私は、どこの業種がいいとか、どこの業種は悪いということを言おうとしているわけでありませんし、そもそも就職活動すらしたことないですから、そこについてはよく分かりませんが、学生と社会人の間でここまで評価が乖離するというのはおかしな話だなということです。また、銀行などの金融もこうした乖離がある程度見られる業界です。

おそらく、社会人の評価の方が正しい可能性が高いでしょう。何も知らない学生よりも社会人になれば周りの友達もみんな社会人です。『一流企業に行ったあいつは充実してそうだな』とか『金融のあいつは辛そうだな』とか『あの企業いったあいつは激務過ぎてすぐ辞めたな』とかそういう情報が増えるのです。だからより実態を知れるわけですが、学生はそうはいきません。
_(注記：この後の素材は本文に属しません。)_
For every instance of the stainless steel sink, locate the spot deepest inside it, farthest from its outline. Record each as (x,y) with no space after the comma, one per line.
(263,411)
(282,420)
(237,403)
起業がアピールしたりなんとなく消費者として知っているイメージは違うわけです。アニメが好きで、アニメを作りたいと思ったとしても、アニメは1秒に16コマという画を連続させて表示させるという形で成り立っています。アニメが好きなこととこの地味な作業に向いていることは全く違うのではないでしょうか。
では、はたしてなぜこうしたイメージの乖離が生まれるのでしょうか。

消費者として好きと仕事にするは違う

当たり前のことですが、旅行が好きで旅行に関連した仕事をしたいと思っている人は旅行代理店の行っている業務については詳しくありません。
というかそもそも消費者として好きであることと事業者として好きであることは違うわけです。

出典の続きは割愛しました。